As recently as five years ago, Rakuten was still predominantly a Japanese team. But in March 2010, in a move I believe was key to our subsequent growth, I announced “Englishnization,” a plan to make English our corporate language within two years. The goal was to lay the groundwork for global expansion in an industry that competes aggressively for Internet-savvy talent.
When I announced Englishnization, only 10% of our workforce was proficient in English. Unsurprisingly, some on my team were apprehensive; others, especially those outside the firm, thought I was a little crazy. But, just seven years later, titans of corporate Japan are seeking our advice in how to build a global brand headquartered in the Japanese capital.
As we tell them, opening doors to international talent has been a game changer for us. And it could have a similar impact on other Japanese companies.
Consider the experience of the United States, to which Japanese companies have long looked for inspiration. I was fortunate enough to study in the US, and grew up admiring American creativity, entrepreneurship, and, above all, the country’s openness to outsiders.
In particular, the diverse and dynamic Silicon Valley, where many tech leaders and thinkers are immigrants themselves, is a powerful engine of innovation for our company. Drawn by the region’s culture and expertise, Rakuten opened its US headquarters in the San Francisco Bay Area in 2011.
Today, however, the values that have made the US a paragon of diversity and entrepreneurship are being challenged. President Donald Trump is attempting to cut immigration, including by building a wall on the border with Mexico, all while employing distressing rhetoric against Muslims and other minority groups. This is not the way to a brighter future.

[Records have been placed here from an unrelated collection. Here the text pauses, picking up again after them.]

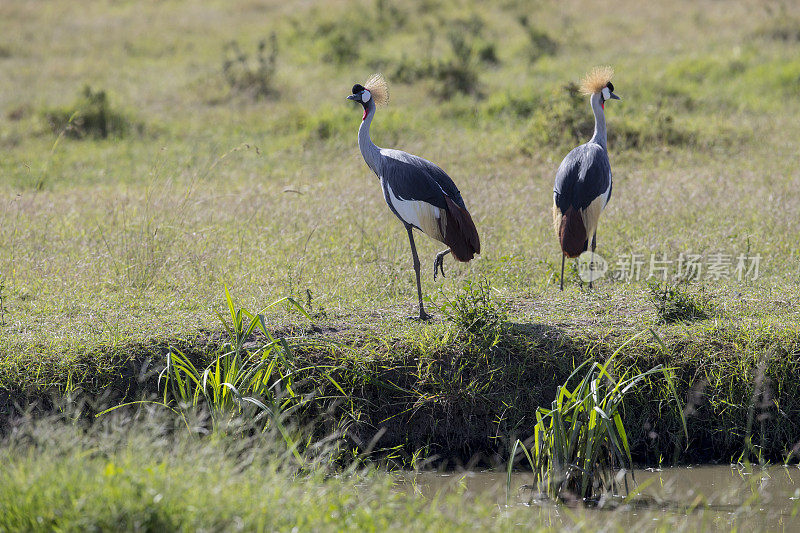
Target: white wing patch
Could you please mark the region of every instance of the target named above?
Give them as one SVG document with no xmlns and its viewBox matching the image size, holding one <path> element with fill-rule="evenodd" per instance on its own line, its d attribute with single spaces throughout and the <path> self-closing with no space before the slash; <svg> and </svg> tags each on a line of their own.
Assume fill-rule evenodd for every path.
<svg viewBox="0 0 800 533">
<path fill-rule="evenodd" d="M 403 222 L 416 226 L 436 240 L 441 241 L 444 238 L 443 233 L 447 218 L 445 217 L 442 220 L 441 209 L 428 202 L 398 198 L 388 183 L 386 184 L 386 190 L 389 192 L 389 201 L 392 202 L 392 207 L 400 215 Z"/>
</svg>

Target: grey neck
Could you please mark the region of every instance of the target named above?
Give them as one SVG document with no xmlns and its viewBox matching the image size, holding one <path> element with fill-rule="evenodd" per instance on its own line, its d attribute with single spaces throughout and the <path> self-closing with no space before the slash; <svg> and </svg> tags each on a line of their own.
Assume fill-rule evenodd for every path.
<svg viewBox="0 0 800 533">
<path fill-rule="evenodd" d="M 589 142 L 597 143 L 608 150 L 606 145 L 606 115 L 600 103 L 601 98 L 602 96 L 600 93 L 594 93 L 590 100 L 592 103 L 592 111 L 594 111 L 594 135 Z"/>
<path fill-rule="evenodd" d="M 381 162 L 381 149 L 372 143 L 369 138 L 369 126 L 372 124 L 372 119 L 375 117 L 375 102 L 370 100 L 367 106 L 367 116 L 361 121 L 361 126 L 358 128 L 358 147 L 361 149 L 361 155 L 364 156 L 369 168 L 375 174 L 380 176 L 380 162 Z"/>
</svg>

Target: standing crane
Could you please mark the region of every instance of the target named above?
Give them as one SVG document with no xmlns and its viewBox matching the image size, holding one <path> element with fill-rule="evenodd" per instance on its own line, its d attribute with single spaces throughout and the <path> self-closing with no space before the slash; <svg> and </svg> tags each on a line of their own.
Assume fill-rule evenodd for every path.
<svg viewBox="0 0 800 533">
<path fill-rule="evenodd" d="M 378 176 L 383 197 L 408 232 L 414 272 L 417 275 L 419 319 L 430 315 L 422 305 L 419 257 L 414 244 L 414 228 L 447 245 L 433 261 L 433 279 L 437 270 L 444 276 L 444 256 L 452 254 L 457 261 L 468 262 L 481 252 L 478 231 L 467 211 L 461 193 L 444 170 L 426 159 L 400 150 L 378 148 L 369 137 L 369 127 L 378 105 L 389 101 L 389 88 L 380 74 L 373 74 L 364 85 L 353 85 L 347 97 L 361 104 L 364 116 L 358 128 L 358 147 L 369 168 Z"/>
<path fill-rule="evenodd" d="M 611 163 L 606 146 L 605 103 L 620 100 L 614 94 L 611 67 L 595 67 L 581 82 L 594 112 L 594 135 L 573 148 L 561 161 L 553 186 L 553 226 L 561 244 L 561 290 L 564 259 L 578 257 L 597 246 L 597 221 L 611 198 Z M 589 281 L 589 288 L 592 282 Z"/>
</svg>

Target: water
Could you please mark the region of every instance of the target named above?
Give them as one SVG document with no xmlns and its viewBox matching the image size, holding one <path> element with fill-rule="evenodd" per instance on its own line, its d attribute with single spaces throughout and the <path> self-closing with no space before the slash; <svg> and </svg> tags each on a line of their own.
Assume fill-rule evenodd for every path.
<svg viewBox="0 0 800 533">
<path fill-rule="evenodd" d="M 800 531 L 800 469 L 737 466 L 676 467 L 635 472 L 640 497 L 636 505 L 616 510 L 565 508 L 532 500 L 524 488 L 530 473 L 512 475 L 508 504 L 530 506 L 546 515 L 547 525 L 590 529 L 642 530 L 661 525 L 670 530 Z M 426 498 L 459 494 L 465 501 L 489 499 L 506 505 L 504 472 L 407 473 L 399 487 Z"/>
</svg>

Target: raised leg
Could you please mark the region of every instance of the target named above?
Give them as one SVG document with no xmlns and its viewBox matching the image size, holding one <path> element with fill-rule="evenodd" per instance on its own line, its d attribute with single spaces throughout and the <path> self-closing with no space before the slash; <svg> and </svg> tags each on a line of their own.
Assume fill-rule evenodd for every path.
<svg viewBox="0 0 800 533">
<path fill-rule="evenodd" d="M 597 232 L 595 231 L 594 235 L 592 235 L 592 254 L 594 254 L 594 249 L 596 247 L 597 247 Z M 594 256 L 592 256 L 592 260 L 589 261 L 589 272 L 590 272 L 590 275 L 594 274 Z M 591 280 L 591 278 L 589 278 L 589 288 L 590 289 L 592 288 L 592 280 Z"/>
<path fill-rule="evenodd" d="M 444 277 L 444 256 L 446 256 L 449 253 L 450 253 L 450 248 L 436 254 L 436 259 L 433 260 L 433 281 L 436 281 L 437 268 L 442 272 L 442 277 Z"/>
<path fill-rule="evenodd" d="M 419 256 L 417 256 L 417 246 L 414 244 L 414 234 L 411 233 L 411 226 L 406 226 L 408 231 L 408 242 L 411 243 L 411 257 L 414 259 L 414 273 L 417 275 L 417 296 L 419 296 L 419 319 L 428 320 L 431 316 L 425 312 L 422 305 L 422 283 L 419 279 Z"/>
</svg>

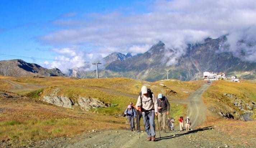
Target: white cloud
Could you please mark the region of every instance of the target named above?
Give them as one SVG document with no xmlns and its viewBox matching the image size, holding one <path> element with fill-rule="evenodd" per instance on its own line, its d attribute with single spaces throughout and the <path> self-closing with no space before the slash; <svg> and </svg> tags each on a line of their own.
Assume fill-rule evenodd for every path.
<svg viewBox="0 0 256 148">
<path fill-rule="evenodd" d="M 56 20 L 53 23 L 64 29 L 39 38 L 57 47 L 89 47 L 83 54 L 78 49 L 53 51 L 71 58 L 70 60 L 76 56 L 74 60 L 82 60 L 82 58 L 97 60 L 115 51 L 133 55 L 143 53 L 159 40 L 167 48 L 174 49 L 173 56 L 177 58 L 184 53 L 188 43 L 228 34 L 229 51 L 241 57 L 237 53 L 242 48 L 246 52 L 244 59 L 256 61 L 255 44 L 249 47 L 246 43 L 256 39 L 255 0 L 157 0 L 148 6 L 149 12 L 94 13 L 80 19 Z M 238 47 L 237 41 L 243 38 L 246 43 Z M 168 63 L 175 63 L 175 59 Z"/>
<path fill-rule="evenodd" d="M 43 64 L 46 65 L 48 65 L 49 64 L 49 62 L 48 62 L 48 61 L 45 61 L 44 62 L 43 62 Z"/>
</svg>

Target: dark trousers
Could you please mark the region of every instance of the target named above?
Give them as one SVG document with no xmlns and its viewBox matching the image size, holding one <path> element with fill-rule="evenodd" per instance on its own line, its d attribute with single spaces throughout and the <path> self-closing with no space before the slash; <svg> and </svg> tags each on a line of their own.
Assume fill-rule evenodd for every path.
<svg viewBox="0 0 256 148">
<path fill-rule="evenodd" d="M 140 111 L 136 111 L 136 125 L 137 126 L 137 130 L 140 130 L 140 127 L 139 126 L 140 125 L 139 123 L 140 121 L 140 118 L 142 117 L 142 113 Z"/>
</svg>

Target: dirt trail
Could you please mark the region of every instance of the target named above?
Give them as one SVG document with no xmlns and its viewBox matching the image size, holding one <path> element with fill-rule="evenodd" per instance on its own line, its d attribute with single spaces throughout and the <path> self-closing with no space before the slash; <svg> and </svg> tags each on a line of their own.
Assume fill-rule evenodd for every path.
<svg viewBox="0 0 256 148">
<path fill-rule="evenodd" d="M 188 96 L 188 116 L 191 122 L 191 128 L 200 125 L 205 120 L 207 108 L 203 101 L 202 95 L 209 86 L 209 85 L 202 86 Z"/>
<path fill-rule="evenodd" d="M 188 105 L 189 116 L 192 123 L 192 128 L 194 128 L 203 123 L 205 118 L 205 113 L 206 107 L 204 104 L 202 99 L 202 95 L 206 90 L 209 85 L 204 85 L 198 90 L 191 93 L 186 100 L 175 100 L 171 102 L 185 103 Z M 99 89 L 99 88 L 98 88 Z M 103 90 L 105 91 L 106 90 Z M 155 122 L 156 121 L 155 121 Z M 156 124 L 157 123 L 156 123 Z M 142 125 L 143 126 L 143 125 Z M 56 142 L 53 140 L 52 142 L 48 142 L 47 144 L 41 145 L 40 147 L 66 147 L 66 148 L 108 148 L 108 147 L 169 147 L 175 145 L 176 148 L 184 148 L 199 146 L 199 145 L 213 145 L 214 143 L 210 141 L 204 140 L 198 142 L 198 138 L 194 137 L 193 139 L 191 135 L 201 132 L 205 133 L 212 127 L 194 130 L 186 132 L 179 132 L 178 128 L 175 127 L 174 132 L 164 133 L 160 132 L 160 138 L 159 132 L 156 130 L 156 141 L 148 142 L 145 140 L 146 135 L 144 132 L 140 134 L 136 132 L 131 132 L 124 129 L 110 130 L 100 132 L 90 132 L 74 138 L 69 138 L 68 140 L 65 139 L 62 141 Z M 215 133 L 217 132 L 215 131 Z M 199 136 L 202 133 L 197 134 Z M 203 134 L 203 135 L 204 135 Z M 139 136 L 140 138 L 139 138 Z M 193 142 L 192 142 L 192 141 Z M 188 142 L 190 141 L 189 142 Z M 192 144 L 192 143 L 194 143 Z M 219 144 L 217 145 L 219 145 Z"/>
<path fill-rule="evenodd" d="M 191 121 L 191 128 L 194 128 L 203 123 L 205 119 L 207 108 L 203 102 L 202 95 L 209 86 L 209 85 L 202 86 L 198 90 L 191 93 L 187 99 L 170 101 L 171 103 L 187 105 L 188 109 L 187 113 Z"/>
</svg>

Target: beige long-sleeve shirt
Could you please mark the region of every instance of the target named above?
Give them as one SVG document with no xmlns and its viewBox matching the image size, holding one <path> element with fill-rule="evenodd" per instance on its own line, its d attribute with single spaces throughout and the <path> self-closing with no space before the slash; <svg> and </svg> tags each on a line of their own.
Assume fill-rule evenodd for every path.
<svg viewBox="0 0 256 148">
<path fill-rule="evenodd" d="M 141 103 L 142 103 L 142 108 L 145 110 L 151 110 L 152 109 L 155 109 L 155 112 L 157 113 L 158 111 L 157 108 L 157 100 L 155 98 L 155 97 L 153 94 L 152 94 L 152 100 L 151 100 L 151 98 L 150 98 L 149 93 L 148 93 L 148 96 L 145 97 L 144 95 L 142 95 L 142 102 L 140 100 L 140 96 L 139 96 L 138 100 L 136 103 L 136 106 L 138 107 L 141 107 Z"/>
</svg>

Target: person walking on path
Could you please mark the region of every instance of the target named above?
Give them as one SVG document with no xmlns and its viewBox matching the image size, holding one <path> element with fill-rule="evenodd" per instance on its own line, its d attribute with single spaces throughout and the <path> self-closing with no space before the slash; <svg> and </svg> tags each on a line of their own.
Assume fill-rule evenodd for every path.
<svg viewBox="0 0 256 148">
<path fill-rule="evenodd" d="M 155 115 L 158 114 L 157 100 L 151 91 L 146 86 L 142 86 L 141 94 L 139 96 L 136 106 L 137 110 L 140 108 L 143 118 L 147 141 L 155 140 Z"/>
<path fill-rule="evenodd" d="M 169 132 L 170 132 L 171 130 L 171 126 L 172 125 L 171 124 L 171 119 L 170 118 L 170 116 L 168 116 L 168 118 L 167 119 L 167 126 L 168 126 L 168 128 L 169 129 Z"/>
<path fill-rule="evenodd" d="M 174 131 L 174 122 L 175 122 L 175 120 L 174 120 L 174 118 L 172 117 L 171 118 L 171 130 Z"/>
<path fill-rule="evenodd" d="M 189 130 L 189 126 L 191 125 L 191 122 L 190 122 L 190 120 L 188 116 L 187 117 L 187 119 L 185 120 L 185 123 L 186 123 L 186 131 L 188 131 Z"/>
<path fill-rule="evenodd" d="M 134 118 L 136 116 L 136 113 L 133 107 L 129 105 L 125 111 L 125 115 L 128 116 L 129 124 L 131 126 L 131 130 L 134 130 Z"/>
<path fill-rule="evenodd" d="M 130 102 L 130 104 L 132 106 L 135 108 L 136 108 L 135 105 L 133 104 L 132 102 Z M 135 111 L 136 112 L 136 130 L 137 130 L 139 132 L 140 132 L 140 124 L 139 124 L 139 123 L 140 121 L 140 119 L 142 117 L 142 113 L 141 113 L 141 111 L 140 108 L 139 109 L 139 110 L 136 109 Z"/>
<path fill-rule="evenodd" d="M 180 129 L 181 131 L 183 130 L 183 117 L 181 116 L 179 118 L 179 123 L 180 123 Z"/>
<path fill-rule="evenodd" d="M 157 97 L 158 99 L 158 123 L 160 127 L 159 130 L 162 130 L 166 133 L 166 117 L 167 115 L 169 115 L 170 111 L 170 103 L 166 97 L 163 96 L 162 94 L 158 94 Z"/>
</svg>

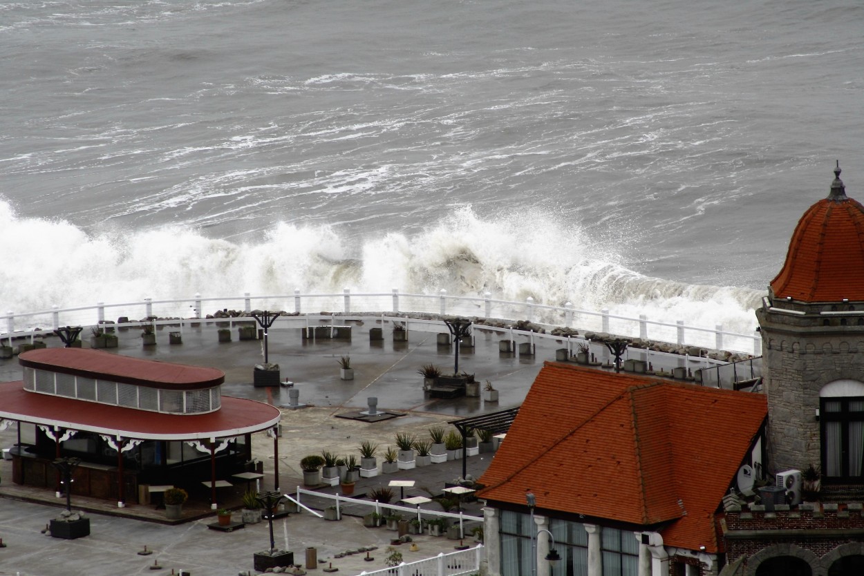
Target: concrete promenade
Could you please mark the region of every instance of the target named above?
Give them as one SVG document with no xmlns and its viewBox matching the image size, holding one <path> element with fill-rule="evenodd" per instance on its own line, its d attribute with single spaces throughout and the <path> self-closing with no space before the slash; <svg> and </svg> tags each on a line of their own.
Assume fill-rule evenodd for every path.
<svg viewBox="0 0 864 576">
<path fill-rule="evenodd" d="M 486 403 L 480 398 L 452 400 L 429 399 L 422 390 L 422 378 L 416 370 L 426 364 L 434 364 L 443 371 L 452 371 L 454 351 L 450 346 L 436 344 L 436 332 L 411 331 L 407 343 L 393 342 L 390 325 L 384 326 L 384 339 L 370 342 L 369 328 L 375 320 L 362 325 L 352 322 L 351 340 L 303 340 L 300 329 L 271 331 L 269 337 L 270 362 L 281 365 L 283 379 L 292 380 L 300 390 L 300 402 L 309 405 L 301 409 L 283 409 L 282 437 L 278 439 L 278 463 L 273 459 L 274 440 L 264 434 L 253 435 L 253 455 L 264 466 L 262 488 L 271 490 L 274 465 L 279 469 L 279 488 L 292 493 L 302 484 L 300 459 L 308 454 L 329 450 L 338 454 L 358 453 L 363 440 L 381 446 L 395 446 L 397 432 L 415 433 L 428 437 L 430 426 L 446 423 L 449 420 L 496 411 L 518 406 L 544 359 L 554 359 L 555 350 L 550 346 L 532 357 L 518 358 L 499 354 L 499 337 L 475 332 L 476 347 L 462 349 L 460 371 L 476 374 L 480 382 L 490 380 L 500 390 L 499 402 Z M 444 329 L 442 326 L 442 329 Z M 289 388 L 256 389 L 251 385 L 252 367 L 262 362 L 260 341 L 238 341 L 237 331 L 232 331 L 233 342 L 218 343 L 215 324 L 203 324 L 183 332 L 183 344 L 168 345 L 166 327 L 157 331 L 157 345 L 143 347 L 139 331 L 118 331 L 120 347 L 118 353 L 181 364 L 213 366 L 226 372 L 223 394 L 253 398 L 274 405 L 287 405 Z M 87 340 L 87 334 L 83 334 Z M 47 339 L 48 346 L 62 345 L 59 339 Z M 337 360 L 351 356 L 355 369 L 355 379 L 340 380 Z M 0 381 L 18 380 L 21 367 L 16 359 L 0 361 Z M 378 409 L 403 415 L 374 423 L 337 417 L 337 415 L 355 413 L 367 407 L 367 398 L 378 398 Z M 16 441 L 16 427 L 0 432 L 0 446 L 10 447 Z M 482 454 L 467 459 L 467 472 L 480 476 L 488 465 L 490 455 Z M 381 459 L 379 458 L 379 466 Z M 73 510 L 86 510 L 92 523 L 91 535 L 74 541 L 51 538 L 41 533 L 49 520 L 65 504 L 53 491 L 20 487 L 11 483 L 11 463 L 0 461 L 0 538 L 6 548 L 0 548 L 0 574 L 20 576 L 53 576 L 54 574 L 169 574 L 171 569 L 189 571 L 196 576 L 203 574 L 234 575 L 252 569 L 252 554 L 269 548 L 269 532 L 265 522 L 249 525 L 231 533 L 207 529 L 215 522 L 209 510 L 209 503 L 188 503 L 184 509 L 194 516 L 191 522 L 177 525 L 160 523 L 164 512 L 153 506 L 128 505 L 118 509 L 116 503 L 73 497 Z M 461 475 L 461 462 L 433 465 L 394 474 L 361 478 L 355 495 L 362 495 L 376 485 L 386 485 L 392 479 L 415 479 L 416 487 L 408 489 L 405 496 L 438 494 L 444 483 Z M 237 504 L 239 494 L 245 488 L 238 482 L 229 493 L 222 495 L 219 506 Z M 338 488 L 323 489 L 334 492 Z M 398 489 L 395 489 L 398 497 Z M 312 507 L 324 508 L 329 503 L 321 498 L 303 497 L 303 502 Z M 435 503 L 430 507 L 440 508 Z M 467 504 L 467 514 L 481 516 L 478 503 Z M 295 553 L 295 561 L 302 562 L 307 547 L 314 547 L 319 560 L 332 562 L 339 573 L 359 574 L 384 567 L 386 548 L 395 533 L 384 528 L 367 529 L 362 526 L 360 514 L 348 510 L 340 522 L 328 522 L 312 514 L 291 514 L 274 524 L 277 547 L 288 547 Z M 239 516 L 239 513 L 237 513 Z M 150 522 L 146 522 L 146 521 Z M 410 552 L 409 546 L 399 547 L 406 561 L 435 556 L 440 552 L 454 551 L 458 541 L 429 535 L 415 536 L 419 550 Z M 473 544 L 466 541 L 466 544 Z M 139 555 L 147 546 L 154 554 Z M 362 560 L 365 554 L 354 554 L 341 559 L 338 553 L 359 547 L 378 546 L 372 554 L 374 561 Z M 154 560 L 163 567 L 160 571 L 150 570 Z M 321 569 L 309 573 L 322 573 Z"/>
</svg>

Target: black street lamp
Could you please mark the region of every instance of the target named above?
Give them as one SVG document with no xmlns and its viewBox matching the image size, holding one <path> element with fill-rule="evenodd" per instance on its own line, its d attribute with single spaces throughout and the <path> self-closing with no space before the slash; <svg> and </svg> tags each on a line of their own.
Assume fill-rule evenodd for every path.
<svg viewBox="0 0 864 576">
<path fill-rule="evenodd" d="M 459 342 L 463 338 L 471 335 L 471 320 L 467 318 L 450 318 L 443 319 L 444 324 L 447 325 L 448 329 L 450 333 L 453 334 L 453 339 L 456 342 L 456 356 L 455 361 L 453 367 L 453 375 L 459 375 Z"/>
<path fill-rule="evenodd" d="M 276 491 L 270 491 L 265 492 L 258 492 L 255 499 L 258 501 L 261 504 L 261 508 L 266 510 L 267 516 L 264 516 L 265 520 L 270 523 L 270 553 L 272 554 L 276 552 L 276 541 L 273 539 L 273 516 L 276 514 L 276 509 L 285 497 L 283 496 Z"/>
<path fill-rule="evenodd" d="M 78 335 L 84 330 L 81 326 L 63 326 L 54 330 L 54 333 L 60 337 L 60 341 L 66 345 L 67 348 L 72 348 L 72 343 L 78 339 Z"/>
<path fill-rule="evenodd" d="M 264 312 L 253 312 L 251 313 L 252 318 L 257 320 L 258 325 L 264 331 L 264 364 L 268 364 L 267 358 L 267 331 L 270 329 L 273 323 L 276 322 L 276 319 L 279 318 L 282 314 L 281 312 L 270 312 L 269 310 L 264 310 Z"/>
<path fill-rule="evenodd" d="M 624 351 L 627 349 L 627 345 L 630 344 L 630 340 L 625 340 L 624 339 L 615 339 L 614 340 L 610 340 L 606 342 L 606 347 L 609 349 L 612 355 L 615 357 L 615 371 L 621 371 L 621 357 L 624 356 Z"/>
</svg>

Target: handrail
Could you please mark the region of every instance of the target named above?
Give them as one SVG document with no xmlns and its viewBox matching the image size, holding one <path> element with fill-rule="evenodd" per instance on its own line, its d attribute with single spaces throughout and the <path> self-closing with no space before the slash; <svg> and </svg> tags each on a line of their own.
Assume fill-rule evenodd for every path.
<svg viewBox="0 0 864 576">
<path fill-rule="evenodd" d="M 387 302 L 384 299 L 391 301 Z M 373 302 L 378 303 L 376 301 L 384 305 L 373 306 Z M 497 300 L 488 292 L 482 297 L 451 296 L 446 290 L 442 290 L 437 294 L 400 293 L 397 289 L 389 293 L 351 293 L 345 289 L 341 294 L 301 294 L 300 290 L 295 290 L 293 294 L 261 295 L 252 295 L 247 292 L 242 296 L 207 297 L 196 294 L 179 299 L 145 298 L 139 301 L 107 304 L 97 302 L 92 306 L 66 308 L 54 306 L 50 310 L 35 312 L 15 313 L 10 310 L 4 315 L 0 315 L 0 339 L 45 333 L 61 326 L 92 326 L 103 323 L 105 322 L 106 309 L 118 310 L 121 313 L 129 316 L 135 314 L 144 319 L 162 317 L 205 320 L 202 318 L 202 305 L 205 302 L 219 302 L 222 308 L 232 307 L 249 311 L 254 309 L 253 301 L 270 309 L 283 309 L 295 314 L 305 313 L 304 309 L 314 307 L 318 310 L 339 310 L 337 313 L 340 315 L 363 316 L 391 312 L 395 314 L 438 313 L 484 319 L 524 319 L 549 328 L 564 326 L 581 332 L 613 333 L 642 339 L 649 339 L 651 326 L 656 328 L 651 334 L 651 339 L 653 340 L 754 356 L 761 354 L 759 336 L 728 332 L 719 325 L 709 328 L 685 325 L 683 320 L 673 323 L 649 320 L 645 315 L 632 318 L 613 313 L 606 308 L 600 312 L 574 308 L 569 302 L 562 307 L 537 304 L 530 297 L 524 302 Z M 362 307 L 366 312 L 352 310 L 352 303 L 356 304 L 358 301 L 363 304 Z M 51 327 L 41 327 L 43 326 Z"/>
</svg>

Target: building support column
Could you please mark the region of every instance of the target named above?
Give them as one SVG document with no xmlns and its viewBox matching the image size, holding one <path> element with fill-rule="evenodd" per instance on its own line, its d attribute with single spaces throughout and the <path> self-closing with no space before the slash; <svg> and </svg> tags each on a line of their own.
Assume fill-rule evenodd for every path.
<svg viewBox="0 0 864 576">
<path fill-rule="evenodd" d="M 600 551 L 600 527 L 583 524 L 588 533 L 588 576 L 603 576 L 603 555 Z"/>
<path fill-rule="evenodd" d="M 534 558 L 535 566 L 537 567 L 537 576 L 549 576 L 549 560 L 546 560 L 546 556 L 549 555 L 549 535 L 545 532 L 541 532 L 540 530 L 549 529 L 549 518 L 546 516 L 534 516 L 534 533 L 537 535 L 537 556 Z M 485 534 L 485 533 L 484 533 Z"/>
<path fill-rule="evenodd" d="M 486 506 L 483 509 L 483 548 L 486 549 L 486 576 L 501 575 L 501 522 L 499 511 Z"/>
</svg>

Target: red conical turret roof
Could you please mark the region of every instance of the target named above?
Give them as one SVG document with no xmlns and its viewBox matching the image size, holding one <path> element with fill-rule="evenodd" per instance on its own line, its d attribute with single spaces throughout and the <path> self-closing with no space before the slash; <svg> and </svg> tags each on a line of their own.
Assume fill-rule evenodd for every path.
<svg viewBox="0 0 864 576">
<path fill-rule="evenodd" d="M 846 196 L 840 172 L 838 161 L 828 198 L 798 221 L 783 269 L 771 282 L 775 298 L 864 301 L 864 206 Z"/>
</svg>

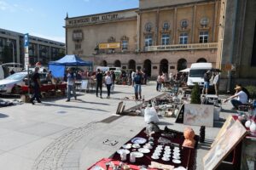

As for Rakuten, while we will continue to invest heavily in our US headquarters, we are also investing in growth at home, in order to lure more foreign talent to an open and Internet-savvy Japan – one that, in some ways, is moving in the opposite direction of the US. In fact, Trump’s position on immigration is already encouraging smart young Asians and Europeans to look to Japan as an alternative “land of opportunity.” If Japan opens its doors to more of these workers, the country and the world will benefit.
The challenge posed by Japan’s declining population is well known. The number of Japanese living in the country fell for a sixth straight year in 2016, declining by 299,000, to 125 million people. In this context, Japan needs more foreign talent to help sustain economic growth.
But there remains some resistance to such openness. Throughout history, the Japanese people have viewed foreigners as sources of social unrest and threats to national identity. The Japanese word for “foreigner” – gaijin – comprises the words for “outside” and “person.” The implication is that non-Japanese people can never truly understand Japanese culture.
Nonetheless, some progress has been made. Last year, Prime Minister Shinzo Abe’s government expanded the types of jobs that skilled foreign workers could hold in Japan, and the annual inflow of foreign residents to Japan has since increased. An estimated 136,000 foreign residentsmoved to Japan in 2016, a 40% jump from the year before. And over the last half-decade, Japan’s expatriate population has surged to 2.4 million, an increase of 500,000 foreigners.
While these figures are impressive, they remain insufficient. The Japan Association of New Economy, which I helped to establish, has concluded that if Japanese companies are to compete internationally, they need to be able to recruit from a larger pool of talent.
There are a number of useful options to advance this goal and boost workplace diversity in Japan. One would be to simplify procedures for talented foreign nationals to obtain resident status. Another would be to create new visa categories to enable foreign entrepreneurs to reside in Japan and build their businesses. Additionally, entrepreneurs and engineers who possess skills essential for Japan’s growth could be offered bold income and resident tax breaks. Finally, corporate tax breaks, such as long-term carryover of net losses, could be offered to foreign entrepreneurs establishing companies in Japan.
I founded Rakuten as a Japanese company, fueled by a desire to use the Internet to empower retailers of all sizes from throughout the country. But today, my company is part of a Japanese vanguard working to attract more foreigners. About 80% of our new engineering hires are non-Japanese. Their ideas, skills, and energy are vital to Rakuten’s global push.
Japanese society must take a page out of America’s (old) playbook, and warm to the idea that immigration and integration are vital to our future. Over time, other Japanese companies will have no choice but to follow Rakuten’s path by broadening their own hiring practices. Trump’s America may be willing to wall itself off from the world, but in Japan, where talent is in short supply, our only option is to tear the walls down.